A Digital Marketing Mix Draft

Possiamo seriamente pensare a un mondo di bit che crea esperienze solo di bit, anche nel digital marketing? Ovviamente no, prima di tutto perché la nostra esperienza quotidiana lo nega. Usiamo da decenni i bit per far succedere cose fatte di atomi: incontrare persone, spostare e vendere merci, far viaggiare informazioni, amplificare il marketing e la comunicazione di un’azienda. Solo chi è totalmente al di fuori dei media digitali, li frequenta solo per veder confermati i suoi pregiudizi o ha degli interessi personali può ancora pensare o raccontare che il mondo dei bit sia parallelo a quello degli atomi: tutti gli altri sanno che la realtà è una sola ed è aumentata dai media digitali, che non sono paralleli alla realtà fisica, ma sovrapposti. Un po’ come il mascarpone sui savoiardi :-)

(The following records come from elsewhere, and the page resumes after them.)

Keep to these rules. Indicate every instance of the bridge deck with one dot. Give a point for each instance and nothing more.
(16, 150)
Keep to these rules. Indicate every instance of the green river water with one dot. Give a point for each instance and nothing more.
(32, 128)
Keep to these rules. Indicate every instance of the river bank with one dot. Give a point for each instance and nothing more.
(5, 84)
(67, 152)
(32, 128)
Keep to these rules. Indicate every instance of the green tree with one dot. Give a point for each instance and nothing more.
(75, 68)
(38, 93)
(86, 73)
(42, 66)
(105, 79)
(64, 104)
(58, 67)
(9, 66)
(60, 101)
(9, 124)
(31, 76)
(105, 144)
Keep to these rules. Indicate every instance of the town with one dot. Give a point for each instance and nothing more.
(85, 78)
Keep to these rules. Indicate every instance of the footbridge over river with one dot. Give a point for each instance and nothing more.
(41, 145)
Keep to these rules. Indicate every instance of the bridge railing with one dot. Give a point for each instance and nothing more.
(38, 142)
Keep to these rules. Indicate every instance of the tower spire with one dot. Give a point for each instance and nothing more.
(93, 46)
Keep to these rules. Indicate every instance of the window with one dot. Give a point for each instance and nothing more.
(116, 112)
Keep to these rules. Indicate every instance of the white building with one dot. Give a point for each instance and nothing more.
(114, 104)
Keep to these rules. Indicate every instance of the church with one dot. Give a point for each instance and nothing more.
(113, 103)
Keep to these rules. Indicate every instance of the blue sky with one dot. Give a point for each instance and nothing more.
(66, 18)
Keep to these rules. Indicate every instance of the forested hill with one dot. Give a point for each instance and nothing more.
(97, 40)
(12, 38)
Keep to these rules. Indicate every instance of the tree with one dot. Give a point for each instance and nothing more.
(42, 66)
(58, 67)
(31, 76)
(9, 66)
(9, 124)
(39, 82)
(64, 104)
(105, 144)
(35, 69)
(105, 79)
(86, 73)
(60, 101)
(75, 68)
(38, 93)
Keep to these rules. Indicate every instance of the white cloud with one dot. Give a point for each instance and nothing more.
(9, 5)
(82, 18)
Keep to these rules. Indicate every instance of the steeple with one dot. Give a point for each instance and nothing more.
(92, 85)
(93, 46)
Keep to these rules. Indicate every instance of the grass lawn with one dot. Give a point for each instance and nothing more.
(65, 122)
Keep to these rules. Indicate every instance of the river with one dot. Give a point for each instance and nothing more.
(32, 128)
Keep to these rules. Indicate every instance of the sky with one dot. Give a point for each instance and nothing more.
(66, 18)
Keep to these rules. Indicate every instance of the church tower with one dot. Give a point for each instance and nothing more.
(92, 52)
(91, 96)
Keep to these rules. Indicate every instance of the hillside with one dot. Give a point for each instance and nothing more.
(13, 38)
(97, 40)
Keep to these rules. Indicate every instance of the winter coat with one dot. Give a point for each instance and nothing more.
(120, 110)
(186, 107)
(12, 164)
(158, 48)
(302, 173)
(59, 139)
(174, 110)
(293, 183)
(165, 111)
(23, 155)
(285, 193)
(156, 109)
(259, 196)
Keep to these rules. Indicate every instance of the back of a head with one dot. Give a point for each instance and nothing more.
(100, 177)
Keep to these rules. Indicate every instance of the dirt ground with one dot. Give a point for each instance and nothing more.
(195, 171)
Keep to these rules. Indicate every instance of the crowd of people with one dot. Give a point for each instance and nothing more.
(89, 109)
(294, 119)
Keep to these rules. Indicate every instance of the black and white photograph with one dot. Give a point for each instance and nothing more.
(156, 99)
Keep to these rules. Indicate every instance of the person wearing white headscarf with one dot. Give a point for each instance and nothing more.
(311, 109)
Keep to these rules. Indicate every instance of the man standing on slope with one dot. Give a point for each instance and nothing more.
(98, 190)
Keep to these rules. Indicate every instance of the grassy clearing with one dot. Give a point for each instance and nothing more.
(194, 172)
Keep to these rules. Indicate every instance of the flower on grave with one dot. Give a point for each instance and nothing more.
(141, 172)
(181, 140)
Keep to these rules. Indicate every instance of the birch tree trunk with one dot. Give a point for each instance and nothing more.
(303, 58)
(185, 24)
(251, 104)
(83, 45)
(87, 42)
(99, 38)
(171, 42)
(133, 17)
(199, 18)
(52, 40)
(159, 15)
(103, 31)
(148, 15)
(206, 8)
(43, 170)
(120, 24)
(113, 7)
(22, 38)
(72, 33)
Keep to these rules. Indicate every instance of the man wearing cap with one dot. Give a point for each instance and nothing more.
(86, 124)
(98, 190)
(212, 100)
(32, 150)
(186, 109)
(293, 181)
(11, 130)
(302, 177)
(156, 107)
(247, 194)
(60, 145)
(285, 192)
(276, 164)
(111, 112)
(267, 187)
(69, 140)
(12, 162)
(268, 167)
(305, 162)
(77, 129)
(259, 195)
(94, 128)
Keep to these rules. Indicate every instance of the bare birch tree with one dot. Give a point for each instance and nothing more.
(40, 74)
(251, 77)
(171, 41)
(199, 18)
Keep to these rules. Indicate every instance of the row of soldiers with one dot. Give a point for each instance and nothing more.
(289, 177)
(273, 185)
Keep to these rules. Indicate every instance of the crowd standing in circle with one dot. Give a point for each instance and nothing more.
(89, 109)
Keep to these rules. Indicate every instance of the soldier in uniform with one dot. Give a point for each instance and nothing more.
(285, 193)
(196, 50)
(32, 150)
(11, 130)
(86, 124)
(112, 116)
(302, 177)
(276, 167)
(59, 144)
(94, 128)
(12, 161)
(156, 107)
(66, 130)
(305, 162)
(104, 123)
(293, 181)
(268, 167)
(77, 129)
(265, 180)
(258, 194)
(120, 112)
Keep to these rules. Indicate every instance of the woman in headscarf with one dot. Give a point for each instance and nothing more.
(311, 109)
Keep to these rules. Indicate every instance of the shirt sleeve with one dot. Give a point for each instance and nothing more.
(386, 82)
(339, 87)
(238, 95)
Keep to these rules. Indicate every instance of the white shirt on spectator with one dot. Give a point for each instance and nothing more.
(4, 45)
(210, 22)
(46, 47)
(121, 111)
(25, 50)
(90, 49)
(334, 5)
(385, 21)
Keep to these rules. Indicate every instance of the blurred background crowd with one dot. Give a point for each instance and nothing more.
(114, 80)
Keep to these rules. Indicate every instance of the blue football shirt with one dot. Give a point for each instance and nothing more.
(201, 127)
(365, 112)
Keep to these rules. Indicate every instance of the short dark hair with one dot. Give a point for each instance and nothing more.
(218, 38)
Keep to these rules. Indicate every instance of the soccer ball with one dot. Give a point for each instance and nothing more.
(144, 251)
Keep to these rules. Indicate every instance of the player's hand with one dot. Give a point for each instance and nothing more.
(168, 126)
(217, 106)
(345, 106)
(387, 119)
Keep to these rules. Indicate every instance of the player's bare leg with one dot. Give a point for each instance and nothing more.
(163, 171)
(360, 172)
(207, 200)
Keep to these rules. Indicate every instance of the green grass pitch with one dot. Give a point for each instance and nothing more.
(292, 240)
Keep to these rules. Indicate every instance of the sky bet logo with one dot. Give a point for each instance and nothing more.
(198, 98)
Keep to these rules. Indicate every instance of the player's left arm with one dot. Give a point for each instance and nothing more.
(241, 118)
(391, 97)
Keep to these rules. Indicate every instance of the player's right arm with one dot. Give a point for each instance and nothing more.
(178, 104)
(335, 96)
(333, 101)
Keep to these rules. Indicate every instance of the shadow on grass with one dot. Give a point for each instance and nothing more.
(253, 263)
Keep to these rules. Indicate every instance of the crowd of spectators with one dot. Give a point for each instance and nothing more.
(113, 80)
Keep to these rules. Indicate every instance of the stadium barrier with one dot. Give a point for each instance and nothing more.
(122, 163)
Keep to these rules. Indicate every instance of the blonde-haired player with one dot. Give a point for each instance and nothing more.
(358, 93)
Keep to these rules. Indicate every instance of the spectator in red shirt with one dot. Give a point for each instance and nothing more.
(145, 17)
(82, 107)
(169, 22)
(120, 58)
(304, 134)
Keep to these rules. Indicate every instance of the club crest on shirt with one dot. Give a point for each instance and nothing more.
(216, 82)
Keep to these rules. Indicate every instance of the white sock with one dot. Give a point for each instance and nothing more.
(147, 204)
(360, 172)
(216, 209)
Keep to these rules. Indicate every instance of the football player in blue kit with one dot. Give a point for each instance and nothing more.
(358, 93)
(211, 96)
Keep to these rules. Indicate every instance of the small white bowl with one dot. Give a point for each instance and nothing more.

Non a caso negli ultimi anni le aziende di cui parliamo di più usano i bit solo come layer degli atomi, e non come destinazione in sé: Yoox, Amazon, Uber, Airb&nb o Google Maps. È come se con Internet si fosse aperta una breccia nello spazio-tempo che adesso, piano piano, si sta saldando: ancora troppe persone però cercano di tenerla aperta, chi per impedire ai media digitali di entrare a fare parte della realtà quotidiana, chi per continuare a renderli notiziabili, diversi, difficili e quindi vendere a caro prezzo la “system integration” (dove i “system” non sono i mainframe, ma per esempio un quartiere e la sua social street su Facebook).

Provate a fare una ricerca con «digital marketing mix» o «social marketing mix»: non troverete, come mi aspettavo, una messe di ragionamenti su come il «marketing mix» (le 4 P di Kotler) viene «aumentato» dai media digitali, ma troverete (con qualche eccezione) un’elaborazione ex novo, parallela alle 4 P, molto spesso ignorate o risolte aggiungendo una quinta P, People. Altro che Cliente al Centro ;-)

Se una cosa non c’è e pensi che possa essere utile la soluzione è molto semplice: provare a farla. È quello che sto facendo da un po’ di tempo, lavorandoci da sola e raccogliendo le idee confrontandomi con i partecipanti ai miei workshop. Di una cosa sono certa, e cioè che i «social media content» siano un’estensione della distribuzione (Place) e non della comunicazione (Promotion).